A paisagem da Veneza decadente é a metáfora...ora bolas, mais que metáfora... é o belo, sedutor e apaixonado amor vivido num passado da gloriosa juventude – como todas as juventudes...
E o filme é um excelente parcour por Veneza enquanto rememoram a paixão que, numa noite, volta insistente e atrevida a unir o casal. A cama - leito de carícias ou arena de indiferenças - naquele último e lamentoso encontro, passou a ser um leito de morte: da vida e do amor. Nada mais resta a fazer senão um doloroso adeus.

Mas, Ó vós, homens de fé apoucada, o filme é lindo e ao final temos vontade de sair amando não importa quem. Porque si l’important c’est la rose, o importante é amar!

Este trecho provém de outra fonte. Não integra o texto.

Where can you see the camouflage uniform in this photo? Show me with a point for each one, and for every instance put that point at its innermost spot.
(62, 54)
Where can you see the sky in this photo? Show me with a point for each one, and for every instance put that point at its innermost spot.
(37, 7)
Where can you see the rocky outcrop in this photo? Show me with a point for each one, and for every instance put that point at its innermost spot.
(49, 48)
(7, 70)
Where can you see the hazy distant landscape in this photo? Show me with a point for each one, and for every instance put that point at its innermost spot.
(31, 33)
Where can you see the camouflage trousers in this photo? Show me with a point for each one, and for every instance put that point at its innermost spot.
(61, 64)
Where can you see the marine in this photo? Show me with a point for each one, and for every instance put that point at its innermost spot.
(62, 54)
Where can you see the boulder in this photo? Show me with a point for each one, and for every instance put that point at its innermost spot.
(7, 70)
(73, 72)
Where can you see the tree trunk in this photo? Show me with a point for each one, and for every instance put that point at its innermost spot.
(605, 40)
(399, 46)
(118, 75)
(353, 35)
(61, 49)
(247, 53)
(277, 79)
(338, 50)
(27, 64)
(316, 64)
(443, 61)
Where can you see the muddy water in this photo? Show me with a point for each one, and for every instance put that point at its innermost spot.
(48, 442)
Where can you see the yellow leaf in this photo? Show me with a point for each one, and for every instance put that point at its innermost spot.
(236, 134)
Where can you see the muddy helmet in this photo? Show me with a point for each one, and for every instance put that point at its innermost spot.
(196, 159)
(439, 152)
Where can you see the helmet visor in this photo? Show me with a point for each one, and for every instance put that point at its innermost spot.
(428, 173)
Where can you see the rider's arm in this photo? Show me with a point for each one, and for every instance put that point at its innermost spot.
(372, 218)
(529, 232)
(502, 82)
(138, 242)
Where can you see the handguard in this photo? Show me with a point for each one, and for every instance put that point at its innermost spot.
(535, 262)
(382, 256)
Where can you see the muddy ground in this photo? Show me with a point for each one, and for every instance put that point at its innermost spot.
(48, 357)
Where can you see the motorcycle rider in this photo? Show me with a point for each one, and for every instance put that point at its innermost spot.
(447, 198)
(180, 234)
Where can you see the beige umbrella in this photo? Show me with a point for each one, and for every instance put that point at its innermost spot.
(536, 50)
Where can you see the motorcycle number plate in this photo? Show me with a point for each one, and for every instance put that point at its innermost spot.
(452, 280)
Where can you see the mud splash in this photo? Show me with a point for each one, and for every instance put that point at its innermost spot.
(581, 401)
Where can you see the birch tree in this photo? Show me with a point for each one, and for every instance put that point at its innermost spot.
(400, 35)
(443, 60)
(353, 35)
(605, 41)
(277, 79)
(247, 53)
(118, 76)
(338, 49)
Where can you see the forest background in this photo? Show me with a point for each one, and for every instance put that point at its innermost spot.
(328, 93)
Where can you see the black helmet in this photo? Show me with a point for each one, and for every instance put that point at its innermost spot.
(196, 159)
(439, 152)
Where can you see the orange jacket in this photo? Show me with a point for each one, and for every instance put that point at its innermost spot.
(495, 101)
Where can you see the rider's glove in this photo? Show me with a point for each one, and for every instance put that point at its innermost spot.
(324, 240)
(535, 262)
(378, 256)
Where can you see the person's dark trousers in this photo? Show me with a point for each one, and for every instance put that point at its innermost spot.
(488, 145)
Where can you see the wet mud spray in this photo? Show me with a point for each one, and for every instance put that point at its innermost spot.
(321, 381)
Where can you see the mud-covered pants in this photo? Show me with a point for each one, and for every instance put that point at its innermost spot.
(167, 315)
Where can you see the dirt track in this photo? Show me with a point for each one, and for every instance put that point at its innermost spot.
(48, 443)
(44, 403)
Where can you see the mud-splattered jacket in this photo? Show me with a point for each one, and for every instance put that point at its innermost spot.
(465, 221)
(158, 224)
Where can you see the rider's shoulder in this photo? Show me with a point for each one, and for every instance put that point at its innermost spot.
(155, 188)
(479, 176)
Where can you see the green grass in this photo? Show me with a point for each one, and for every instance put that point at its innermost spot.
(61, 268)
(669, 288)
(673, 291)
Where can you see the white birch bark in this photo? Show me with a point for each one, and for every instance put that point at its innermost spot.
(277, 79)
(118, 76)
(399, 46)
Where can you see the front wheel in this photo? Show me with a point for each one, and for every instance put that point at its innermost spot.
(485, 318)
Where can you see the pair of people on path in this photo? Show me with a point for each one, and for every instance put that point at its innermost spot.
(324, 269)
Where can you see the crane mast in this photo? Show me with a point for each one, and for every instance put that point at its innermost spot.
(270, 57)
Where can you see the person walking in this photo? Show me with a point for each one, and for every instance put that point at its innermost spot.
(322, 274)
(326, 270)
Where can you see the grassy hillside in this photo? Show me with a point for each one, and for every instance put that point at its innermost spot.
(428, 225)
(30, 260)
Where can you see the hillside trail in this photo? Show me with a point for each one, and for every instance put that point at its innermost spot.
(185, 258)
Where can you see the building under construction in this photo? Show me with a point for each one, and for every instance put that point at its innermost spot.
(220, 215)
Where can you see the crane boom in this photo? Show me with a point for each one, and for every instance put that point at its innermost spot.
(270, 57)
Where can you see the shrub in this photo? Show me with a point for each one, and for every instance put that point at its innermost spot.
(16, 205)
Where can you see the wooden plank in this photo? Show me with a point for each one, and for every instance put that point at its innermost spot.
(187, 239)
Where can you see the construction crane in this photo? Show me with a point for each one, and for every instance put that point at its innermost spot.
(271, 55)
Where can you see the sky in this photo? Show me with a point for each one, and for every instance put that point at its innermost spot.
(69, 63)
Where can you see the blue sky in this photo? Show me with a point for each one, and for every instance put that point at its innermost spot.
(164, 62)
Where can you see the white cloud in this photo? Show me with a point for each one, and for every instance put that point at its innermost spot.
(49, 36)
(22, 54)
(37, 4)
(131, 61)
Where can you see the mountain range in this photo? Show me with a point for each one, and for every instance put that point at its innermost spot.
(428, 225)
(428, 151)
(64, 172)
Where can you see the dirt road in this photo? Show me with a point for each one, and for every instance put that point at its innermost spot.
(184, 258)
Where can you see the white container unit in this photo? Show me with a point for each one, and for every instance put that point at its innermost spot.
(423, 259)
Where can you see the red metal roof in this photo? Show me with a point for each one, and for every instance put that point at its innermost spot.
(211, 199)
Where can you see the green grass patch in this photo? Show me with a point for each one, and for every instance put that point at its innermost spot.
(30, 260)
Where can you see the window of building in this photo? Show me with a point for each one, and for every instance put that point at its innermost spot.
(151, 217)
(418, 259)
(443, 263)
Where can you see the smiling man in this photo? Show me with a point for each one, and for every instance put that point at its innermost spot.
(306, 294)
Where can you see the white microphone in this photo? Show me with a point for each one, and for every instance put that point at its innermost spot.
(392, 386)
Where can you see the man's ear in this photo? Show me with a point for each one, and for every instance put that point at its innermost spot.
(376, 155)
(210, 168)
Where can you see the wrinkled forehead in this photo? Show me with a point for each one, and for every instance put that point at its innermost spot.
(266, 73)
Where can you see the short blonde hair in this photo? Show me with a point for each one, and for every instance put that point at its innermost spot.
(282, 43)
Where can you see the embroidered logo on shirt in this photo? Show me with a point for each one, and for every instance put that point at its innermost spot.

A música é enlouquecedoramente romântica. Do Concerto para oboé de Marcello, compositor italiano do século XVIII, peça belíssima e rara de ser encontrada em CD, o maestro Stelvio Cipriani recriou terna melodia para a música incidental do filme.

Florinda Bolkan, pasmem, trabalha direitinho e até ganhou um Donatello! Superior desempenho vai para seu parceiro Tony Musante, ítalo-americano que sumiu no tempo e no espaço mas jamais da minha memória. Dizem que trabalha em seriados. Peccato!

Enrico Maria Salerno é o personagem Zenone do “Exército de Brancaleone”; sua voz tão insinuante e carismática é a dublagem de Jesus Cristo no “Evangelho Segundo São Mateus”, de Pasolini. Que eu me lembre, o outro filme que ele dirigiu e que veio para o Brasil é “O pássaro de plumas de cristal”, também com Tony Musante.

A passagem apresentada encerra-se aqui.